The drugs used currently are pancuronium, vecuronium, tracrium, rocuronium, mivacurium and cisatracurium.
Mivacurium has the particularity to be inactivated by the pseudocholinesterases and, when these last are defective, its duration of action is greatly increased.
Certain drugs are likely to modify the activity of acetylcholine competitive antagonists:
- by antagonism: anticholinesterases, neostigmine for example
- by synergy: ganglionic blocking agents, certain antibiotics such as aminoglycosides (streptomycin, neomycin, kanamycin), polypeptides (polymyxine, colimycine and tetracyclines), magnesium and general volatile anesthetics such as halothane and forane.
The only drug of this group used clinically is suxamethonium, also called succinylcholine. Suxamethonium is a cholinomimetic agent but, supplied in excess, it has a cholinolytic effect and inhibits synaptic transmission.
Suxamethonium, after a transient initial stimulation producing fasciculations, inhibits the neuromuscular transmission as would do an acetylcholine excess. Inhibition results from a desensitization of the receptors to the effect of acetylcholine.
Muscle relaxation induced by suxamethonium is characterized primarily by its brevity: in human beings after a single administration by intravenous route, the muscular resolution, often preceded by fasciculations and muscular contractions, appears in less than one minute and disappears in less than three minutes. If one wishes to obtain a longer curarization, it should be administered in intravenous perfusion.
This brevity of action of the suxamethonium is the consequence of its hydrolysis by serum cholinesterases to give choline and succinyl-mono-choline which itself is hydrolyzed to choline and succinic acid.
In certain individuals, there is a deficiency of cholinesterasic activity and the hydrolysis of the suxamethonium is done extremely slowly, which causes a longer duration of action and the possibility of accidents during its use in anesthesiology. In the event of accident of this type, there is no antidote. One can supply enzyme by a transfusion of total blood or plasma.
There is no antagonist to suxamethonium but there are drugs which reinforce its action: anticholinesterases and drugs such as procaine which are also hydrolyzed by the pseudocholinesterases.
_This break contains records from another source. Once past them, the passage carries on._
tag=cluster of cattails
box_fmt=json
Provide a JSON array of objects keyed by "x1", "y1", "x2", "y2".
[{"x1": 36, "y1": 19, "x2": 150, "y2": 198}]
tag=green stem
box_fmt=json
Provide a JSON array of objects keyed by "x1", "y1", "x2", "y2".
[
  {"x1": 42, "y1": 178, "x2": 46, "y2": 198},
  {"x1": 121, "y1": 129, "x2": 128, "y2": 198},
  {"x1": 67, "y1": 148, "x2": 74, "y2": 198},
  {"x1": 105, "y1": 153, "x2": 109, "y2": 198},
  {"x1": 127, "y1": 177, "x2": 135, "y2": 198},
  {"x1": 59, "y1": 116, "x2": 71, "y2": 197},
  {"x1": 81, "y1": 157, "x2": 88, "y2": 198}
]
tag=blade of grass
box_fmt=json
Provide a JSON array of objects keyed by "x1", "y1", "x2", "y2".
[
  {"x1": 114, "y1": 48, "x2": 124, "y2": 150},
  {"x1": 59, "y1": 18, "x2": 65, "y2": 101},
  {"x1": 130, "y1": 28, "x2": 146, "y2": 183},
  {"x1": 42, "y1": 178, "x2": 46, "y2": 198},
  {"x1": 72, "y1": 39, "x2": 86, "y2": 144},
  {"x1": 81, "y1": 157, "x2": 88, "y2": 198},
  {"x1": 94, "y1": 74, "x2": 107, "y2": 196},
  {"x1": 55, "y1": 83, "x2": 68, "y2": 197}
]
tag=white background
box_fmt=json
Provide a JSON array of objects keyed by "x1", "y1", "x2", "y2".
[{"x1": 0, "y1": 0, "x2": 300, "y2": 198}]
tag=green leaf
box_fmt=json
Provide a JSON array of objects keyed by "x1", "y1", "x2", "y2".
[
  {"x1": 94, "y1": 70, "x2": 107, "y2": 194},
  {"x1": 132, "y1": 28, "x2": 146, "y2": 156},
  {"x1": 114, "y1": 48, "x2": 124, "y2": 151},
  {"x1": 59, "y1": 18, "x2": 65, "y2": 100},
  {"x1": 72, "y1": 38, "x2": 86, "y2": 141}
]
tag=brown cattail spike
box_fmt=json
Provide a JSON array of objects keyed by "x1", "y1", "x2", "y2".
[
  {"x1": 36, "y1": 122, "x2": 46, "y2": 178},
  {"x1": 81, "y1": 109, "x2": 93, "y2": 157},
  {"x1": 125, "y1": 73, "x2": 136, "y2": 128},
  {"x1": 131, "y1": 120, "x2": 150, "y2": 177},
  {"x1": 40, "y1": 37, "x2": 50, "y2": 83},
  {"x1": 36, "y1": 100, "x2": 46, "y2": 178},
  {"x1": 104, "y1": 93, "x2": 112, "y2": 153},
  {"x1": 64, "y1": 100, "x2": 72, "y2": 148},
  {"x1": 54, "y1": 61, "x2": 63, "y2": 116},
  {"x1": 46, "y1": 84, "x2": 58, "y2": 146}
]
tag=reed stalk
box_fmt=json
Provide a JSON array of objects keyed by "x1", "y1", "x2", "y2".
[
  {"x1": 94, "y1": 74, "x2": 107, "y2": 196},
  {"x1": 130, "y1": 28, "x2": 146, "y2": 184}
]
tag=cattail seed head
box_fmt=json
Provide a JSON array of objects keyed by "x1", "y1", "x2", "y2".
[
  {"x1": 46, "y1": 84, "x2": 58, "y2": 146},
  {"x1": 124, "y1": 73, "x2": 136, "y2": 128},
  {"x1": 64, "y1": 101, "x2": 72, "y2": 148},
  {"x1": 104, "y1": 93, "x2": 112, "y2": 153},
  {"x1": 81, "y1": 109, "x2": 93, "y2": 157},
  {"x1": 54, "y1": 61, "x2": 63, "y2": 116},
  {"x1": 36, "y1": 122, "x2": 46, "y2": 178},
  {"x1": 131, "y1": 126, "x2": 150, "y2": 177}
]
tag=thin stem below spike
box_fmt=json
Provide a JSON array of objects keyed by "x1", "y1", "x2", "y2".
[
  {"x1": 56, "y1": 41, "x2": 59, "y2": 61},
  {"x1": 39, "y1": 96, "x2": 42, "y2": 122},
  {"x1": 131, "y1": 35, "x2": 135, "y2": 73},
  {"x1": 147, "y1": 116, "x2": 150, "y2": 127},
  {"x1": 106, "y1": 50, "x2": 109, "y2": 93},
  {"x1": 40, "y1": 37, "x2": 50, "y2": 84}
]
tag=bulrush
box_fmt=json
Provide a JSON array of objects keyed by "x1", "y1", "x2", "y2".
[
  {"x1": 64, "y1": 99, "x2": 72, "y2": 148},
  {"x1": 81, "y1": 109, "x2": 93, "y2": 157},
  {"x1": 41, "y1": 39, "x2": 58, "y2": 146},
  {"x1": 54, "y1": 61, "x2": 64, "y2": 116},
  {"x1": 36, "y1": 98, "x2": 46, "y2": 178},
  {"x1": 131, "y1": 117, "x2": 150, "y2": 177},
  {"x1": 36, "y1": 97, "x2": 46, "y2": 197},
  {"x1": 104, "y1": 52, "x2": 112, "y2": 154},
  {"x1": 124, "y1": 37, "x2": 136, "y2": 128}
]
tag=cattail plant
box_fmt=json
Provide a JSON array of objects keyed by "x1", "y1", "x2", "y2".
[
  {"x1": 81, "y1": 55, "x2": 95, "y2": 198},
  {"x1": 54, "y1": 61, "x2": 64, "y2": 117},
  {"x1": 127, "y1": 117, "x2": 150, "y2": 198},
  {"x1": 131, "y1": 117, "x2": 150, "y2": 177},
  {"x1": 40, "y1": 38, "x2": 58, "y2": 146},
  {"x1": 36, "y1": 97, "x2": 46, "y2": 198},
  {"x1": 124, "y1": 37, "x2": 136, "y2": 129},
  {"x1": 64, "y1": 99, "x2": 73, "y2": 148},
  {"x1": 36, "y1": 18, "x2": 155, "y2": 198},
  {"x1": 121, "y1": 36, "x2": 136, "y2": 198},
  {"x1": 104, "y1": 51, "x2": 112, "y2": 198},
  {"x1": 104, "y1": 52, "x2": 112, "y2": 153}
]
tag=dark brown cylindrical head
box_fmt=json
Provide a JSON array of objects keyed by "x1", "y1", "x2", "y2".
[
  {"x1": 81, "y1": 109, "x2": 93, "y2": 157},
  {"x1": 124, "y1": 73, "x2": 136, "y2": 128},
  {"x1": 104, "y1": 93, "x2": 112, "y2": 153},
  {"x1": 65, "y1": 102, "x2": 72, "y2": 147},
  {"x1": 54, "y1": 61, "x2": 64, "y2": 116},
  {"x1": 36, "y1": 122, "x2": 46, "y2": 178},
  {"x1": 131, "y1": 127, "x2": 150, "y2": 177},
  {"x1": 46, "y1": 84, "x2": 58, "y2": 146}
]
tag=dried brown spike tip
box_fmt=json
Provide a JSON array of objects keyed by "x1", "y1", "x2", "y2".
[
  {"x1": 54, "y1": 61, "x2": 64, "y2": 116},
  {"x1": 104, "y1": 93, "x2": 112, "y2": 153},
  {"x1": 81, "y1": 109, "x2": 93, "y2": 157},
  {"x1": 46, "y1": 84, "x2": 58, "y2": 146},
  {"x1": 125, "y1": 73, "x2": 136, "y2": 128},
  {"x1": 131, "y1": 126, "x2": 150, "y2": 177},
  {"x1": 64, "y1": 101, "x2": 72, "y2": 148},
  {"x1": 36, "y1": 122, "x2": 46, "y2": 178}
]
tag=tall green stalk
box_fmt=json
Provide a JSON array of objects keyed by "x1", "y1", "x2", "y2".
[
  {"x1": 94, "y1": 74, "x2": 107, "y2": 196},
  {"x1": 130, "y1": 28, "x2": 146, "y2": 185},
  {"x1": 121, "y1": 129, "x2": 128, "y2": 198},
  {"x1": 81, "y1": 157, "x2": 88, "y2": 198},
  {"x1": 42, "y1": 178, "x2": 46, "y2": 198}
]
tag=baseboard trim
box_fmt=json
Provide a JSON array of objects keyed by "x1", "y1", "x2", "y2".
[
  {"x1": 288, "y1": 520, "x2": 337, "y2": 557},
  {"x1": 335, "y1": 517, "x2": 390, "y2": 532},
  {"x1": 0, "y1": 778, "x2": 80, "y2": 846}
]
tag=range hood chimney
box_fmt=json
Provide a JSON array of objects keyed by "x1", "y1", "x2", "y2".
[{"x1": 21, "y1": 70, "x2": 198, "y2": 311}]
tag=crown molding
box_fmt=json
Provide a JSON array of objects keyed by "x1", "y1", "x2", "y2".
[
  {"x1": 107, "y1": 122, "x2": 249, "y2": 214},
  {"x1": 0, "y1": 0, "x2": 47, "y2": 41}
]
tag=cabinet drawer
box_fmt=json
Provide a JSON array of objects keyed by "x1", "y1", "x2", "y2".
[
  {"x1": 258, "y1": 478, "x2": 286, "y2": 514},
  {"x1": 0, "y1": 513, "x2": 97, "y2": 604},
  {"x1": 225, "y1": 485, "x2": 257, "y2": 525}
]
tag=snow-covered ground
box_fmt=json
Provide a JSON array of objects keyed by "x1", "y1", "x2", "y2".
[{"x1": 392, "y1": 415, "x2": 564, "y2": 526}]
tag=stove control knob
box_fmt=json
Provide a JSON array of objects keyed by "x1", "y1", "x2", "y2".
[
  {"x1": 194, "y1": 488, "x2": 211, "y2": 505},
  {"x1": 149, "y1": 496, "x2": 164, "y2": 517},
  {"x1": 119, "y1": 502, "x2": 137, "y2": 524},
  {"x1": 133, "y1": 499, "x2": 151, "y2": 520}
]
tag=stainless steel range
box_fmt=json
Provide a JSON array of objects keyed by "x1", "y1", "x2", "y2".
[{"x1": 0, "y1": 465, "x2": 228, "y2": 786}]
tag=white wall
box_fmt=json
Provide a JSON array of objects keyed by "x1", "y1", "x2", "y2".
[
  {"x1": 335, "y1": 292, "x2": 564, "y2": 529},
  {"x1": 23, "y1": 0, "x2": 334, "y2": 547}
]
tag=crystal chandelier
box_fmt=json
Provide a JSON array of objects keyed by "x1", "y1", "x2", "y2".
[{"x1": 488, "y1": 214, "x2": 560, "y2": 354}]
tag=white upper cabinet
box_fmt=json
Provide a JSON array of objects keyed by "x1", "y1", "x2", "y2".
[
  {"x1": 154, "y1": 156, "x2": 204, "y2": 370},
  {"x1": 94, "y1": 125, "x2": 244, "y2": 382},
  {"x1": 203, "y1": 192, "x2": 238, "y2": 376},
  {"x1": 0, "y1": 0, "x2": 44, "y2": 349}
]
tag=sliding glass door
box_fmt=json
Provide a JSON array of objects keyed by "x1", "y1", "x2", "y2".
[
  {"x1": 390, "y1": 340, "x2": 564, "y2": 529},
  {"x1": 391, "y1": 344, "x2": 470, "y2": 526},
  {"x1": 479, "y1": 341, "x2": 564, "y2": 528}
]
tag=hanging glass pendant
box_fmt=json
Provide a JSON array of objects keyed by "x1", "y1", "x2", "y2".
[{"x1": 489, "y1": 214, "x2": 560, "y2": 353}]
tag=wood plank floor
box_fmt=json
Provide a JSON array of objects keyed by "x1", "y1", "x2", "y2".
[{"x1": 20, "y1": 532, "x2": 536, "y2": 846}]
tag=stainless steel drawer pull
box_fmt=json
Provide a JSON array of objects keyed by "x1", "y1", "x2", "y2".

The principal undesirable effects observed with suxamethonium result from a stimulation of acetylcholine receptors: muscarinic stimulation can cause bradycardia, hypotension, bronchospasm, whereas stimulation of the nicotinic receptors can give tachycardia and hypertension. One can also observe an hyperkalemia by potassium leakage into the plasma.
Neuromuscular blocking agents are usually used in surgery, orthopedy, endoscopy (intubation, etc) and to prevent traumatisms during electroconvulsive therapy and tetanus.
Any skeletal muscle even in a resting state is subjected to a tension called muscular tone. This muscular tension which is awkward during surgical operations can be reduced or be removed temporarily by the administration of inhibitors of the neuromuscular transmission which withdraw the skeletal muscle from the influence of its motor nerve. Approximately 95% of anesthetized patients receive inhibitors of neuromuscular transmission. The principal cause of death after anesthesia is respiratory depression which can be elicited by neuromuscular blocking agents.
- The absence of equipment for artificial ventilation and especially the absence of a qualified anesthesiologist are absolute contraindications to the use of neuromuscular blocking agents.
- Patients, with myasthenia or treated by drugs likely to reinforce the action of muscle relaxants, require precautions for use of neuromuscular blocking agents.
A return of curarization, due for example to the diffusion of an antibiotic such as gentamycine, can have serious consequences when it occurs after cessation of the assisted respiration.
The antidote to an excessive curarization provoked by acetylcholine competitive antagonists is prostigmine.